宴会上他喝了不少酒,这会儿一并发作,烧得他脑中难得冲动,忽而转身,往京城西门走去。
这时候已过子时,街上空无一人,惟余萧知遇寂寥踉跄的脚步声。
他走得很快,心却不知在哪里,到了西城门时,遇上一队巡逻的执金卫,那领头的坐在马上,喝道:“宵禁时刻,尔敢违命出行!”
萧知遇从袖中拿了腰牌迎着火光一晃,是禁中之物。宫中贵人行事,他们自然是管不得的,武官认出了,抱拳道:“得罪了,请。”
萧知遇一言不发,往城门而去。
武官在身后犹豫望着,他总觉得萧知遇面熟,偏想不起这位贵人在哪里见过,便多看了几眼,目送萧知遇向城门守卫出示腰牌,出了城门。

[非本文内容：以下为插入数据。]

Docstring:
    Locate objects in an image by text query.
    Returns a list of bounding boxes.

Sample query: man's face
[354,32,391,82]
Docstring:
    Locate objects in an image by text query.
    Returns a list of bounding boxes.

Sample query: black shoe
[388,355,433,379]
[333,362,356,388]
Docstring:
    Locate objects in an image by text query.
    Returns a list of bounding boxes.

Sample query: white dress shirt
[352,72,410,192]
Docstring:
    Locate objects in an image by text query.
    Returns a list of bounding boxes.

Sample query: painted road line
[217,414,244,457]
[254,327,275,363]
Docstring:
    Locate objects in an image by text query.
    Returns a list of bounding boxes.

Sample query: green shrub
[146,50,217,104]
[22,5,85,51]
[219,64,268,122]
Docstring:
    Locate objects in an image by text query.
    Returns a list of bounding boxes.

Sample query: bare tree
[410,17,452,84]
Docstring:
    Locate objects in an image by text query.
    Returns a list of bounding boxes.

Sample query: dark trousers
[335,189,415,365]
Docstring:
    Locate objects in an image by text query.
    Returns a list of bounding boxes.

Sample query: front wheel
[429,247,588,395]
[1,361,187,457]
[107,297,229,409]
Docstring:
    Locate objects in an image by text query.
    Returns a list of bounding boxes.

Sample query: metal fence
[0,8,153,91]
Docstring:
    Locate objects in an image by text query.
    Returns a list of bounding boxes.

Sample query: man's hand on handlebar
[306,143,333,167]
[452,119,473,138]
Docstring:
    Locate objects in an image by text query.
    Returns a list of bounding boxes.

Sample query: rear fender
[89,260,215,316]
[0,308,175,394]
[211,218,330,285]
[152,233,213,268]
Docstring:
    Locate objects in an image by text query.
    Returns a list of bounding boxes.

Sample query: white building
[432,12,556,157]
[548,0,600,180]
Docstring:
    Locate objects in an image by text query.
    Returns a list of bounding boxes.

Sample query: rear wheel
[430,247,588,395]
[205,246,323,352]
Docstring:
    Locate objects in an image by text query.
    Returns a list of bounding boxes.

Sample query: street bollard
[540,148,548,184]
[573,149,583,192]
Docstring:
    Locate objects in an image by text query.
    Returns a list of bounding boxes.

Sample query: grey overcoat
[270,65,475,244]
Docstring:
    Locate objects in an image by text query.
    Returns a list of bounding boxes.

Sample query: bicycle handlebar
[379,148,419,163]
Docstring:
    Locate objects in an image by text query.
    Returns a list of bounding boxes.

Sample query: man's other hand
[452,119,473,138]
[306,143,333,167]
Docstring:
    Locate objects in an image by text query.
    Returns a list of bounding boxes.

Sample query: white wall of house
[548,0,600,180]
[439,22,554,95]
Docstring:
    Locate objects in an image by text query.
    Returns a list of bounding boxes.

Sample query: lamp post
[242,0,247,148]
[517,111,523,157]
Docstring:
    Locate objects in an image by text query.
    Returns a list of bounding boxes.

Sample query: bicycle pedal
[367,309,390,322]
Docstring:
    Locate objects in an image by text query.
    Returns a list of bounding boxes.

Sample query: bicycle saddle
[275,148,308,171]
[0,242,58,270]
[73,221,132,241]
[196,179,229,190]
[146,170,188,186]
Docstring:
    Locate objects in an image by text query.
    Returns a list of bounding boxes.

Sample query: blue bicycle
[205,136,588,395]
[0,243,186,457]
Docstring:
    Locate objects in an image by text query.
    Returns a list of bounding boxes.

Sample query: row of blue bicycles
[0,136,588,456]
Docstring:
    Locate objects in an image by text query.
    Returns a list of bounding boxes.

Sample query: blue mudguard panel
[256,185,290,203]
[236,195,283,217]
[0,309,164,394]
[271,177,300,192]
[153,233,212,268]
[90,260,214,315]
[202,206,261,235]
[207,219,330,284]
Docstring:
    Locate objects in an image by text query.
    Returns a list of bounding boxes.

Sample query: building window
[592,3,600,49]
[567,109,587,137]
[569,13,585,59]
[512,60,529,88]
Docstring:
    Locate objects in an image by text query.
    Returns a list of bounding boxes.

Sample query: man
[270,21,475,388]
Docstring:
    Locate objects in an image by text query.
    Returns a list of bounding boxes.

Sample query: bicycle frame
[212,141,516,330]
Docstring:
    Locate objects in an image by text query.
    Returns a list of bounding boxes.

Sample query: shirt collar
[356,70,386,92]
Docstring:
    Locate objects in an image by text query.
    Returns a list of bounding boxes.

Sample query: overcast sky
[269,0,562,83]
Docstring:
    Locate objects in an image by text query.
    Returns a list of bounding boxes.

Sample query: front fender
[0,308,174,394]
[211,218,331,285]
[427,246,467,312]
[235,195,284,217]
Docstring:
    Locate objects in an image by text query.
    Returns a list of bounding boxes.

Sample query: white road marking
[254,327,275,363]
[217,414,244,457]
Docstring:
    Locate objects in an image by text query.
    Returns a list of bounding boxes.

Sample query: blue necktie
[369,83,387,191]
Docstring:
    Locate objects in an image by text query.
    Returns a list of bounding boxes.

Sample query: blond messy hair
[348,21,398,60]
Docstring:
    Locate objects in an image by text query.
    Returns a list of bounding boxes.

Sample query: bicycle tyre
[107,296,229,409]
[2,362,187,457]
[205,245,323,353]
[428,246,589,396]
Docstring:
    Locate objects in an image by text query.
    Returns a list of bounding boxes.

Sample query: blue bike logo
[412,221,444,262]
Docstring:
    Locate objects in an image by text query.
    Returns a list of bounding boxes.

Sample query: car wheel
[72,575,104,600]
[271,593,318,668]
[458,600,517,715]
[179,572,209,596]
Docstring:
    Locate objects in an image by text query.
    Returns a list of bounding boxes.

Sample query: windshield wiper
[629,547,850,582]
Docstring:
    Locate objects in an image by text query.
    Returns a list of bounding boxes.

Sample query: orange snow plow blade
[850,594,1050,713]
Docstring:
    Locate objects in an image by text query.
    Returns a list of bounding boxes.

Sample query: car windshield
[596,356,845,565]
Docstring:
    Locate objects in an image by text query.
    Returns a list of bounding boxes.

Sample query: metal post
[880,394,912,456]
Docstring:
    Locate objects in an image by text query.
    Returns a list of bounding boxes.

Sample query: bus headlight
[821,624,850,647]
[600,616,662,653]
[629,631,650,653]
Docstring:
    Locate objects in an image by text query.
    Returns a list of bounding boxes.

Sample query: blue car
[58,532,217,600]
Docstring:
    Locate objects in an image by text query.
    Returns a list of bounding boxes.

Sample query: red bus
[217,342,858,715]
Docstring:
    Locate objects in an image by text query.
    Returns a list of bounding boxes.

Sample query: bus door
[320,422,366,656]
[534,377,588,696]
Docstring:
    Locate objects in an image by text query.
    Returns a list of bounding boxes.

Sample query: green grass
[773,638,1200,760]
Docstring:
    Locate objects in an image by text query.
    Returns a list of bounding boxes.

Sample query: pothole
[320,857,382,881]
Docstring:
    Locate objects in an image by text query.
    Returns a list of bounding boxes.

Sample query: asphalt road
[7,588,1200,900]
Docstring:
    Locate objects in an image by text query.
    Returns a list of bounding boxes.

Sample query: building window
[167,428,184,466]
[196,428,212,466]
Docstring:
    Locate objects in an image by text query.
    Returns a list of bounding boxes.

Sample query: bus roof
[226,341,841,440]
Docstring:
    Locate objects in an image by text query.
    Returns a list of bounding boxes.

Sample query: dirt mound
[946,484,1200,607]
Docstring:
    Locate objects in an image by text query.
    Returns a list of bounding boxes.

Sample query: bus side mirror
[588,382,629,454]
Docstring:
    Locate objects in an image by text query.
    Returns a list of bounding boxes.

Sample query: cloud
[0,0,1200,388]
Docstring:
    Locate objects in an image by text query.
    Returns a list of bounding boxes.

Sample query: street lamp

直到将皇城巡逻一遍换了防,武官终于迟钝地想起,那是二皇子,他见过睿王府的阿努在这人身后跟着。
夜追
萧知遇迎着夜色独行,越走越快,往荒凉的京郊深入,他离奢靡荒唐的京师越远,离藏污纳垢的宫城越远,他的心便越轻松。
此时他是一个人,无人对他指点评论,无人对他冷眼相向,也不再有人暗讽他委身于人,他自顾自疾行在黑暗中,有种发泄的快意。
冷风割在他脸上,钻入他的眼眶,刺进他的咽喉,带来一股针扎刀剜似的痛感,他觉得自己好似被割开无数细小伤口,那些经年累月溃烂在身体深处的淤血,都从伤口涌了出来,痛快极了。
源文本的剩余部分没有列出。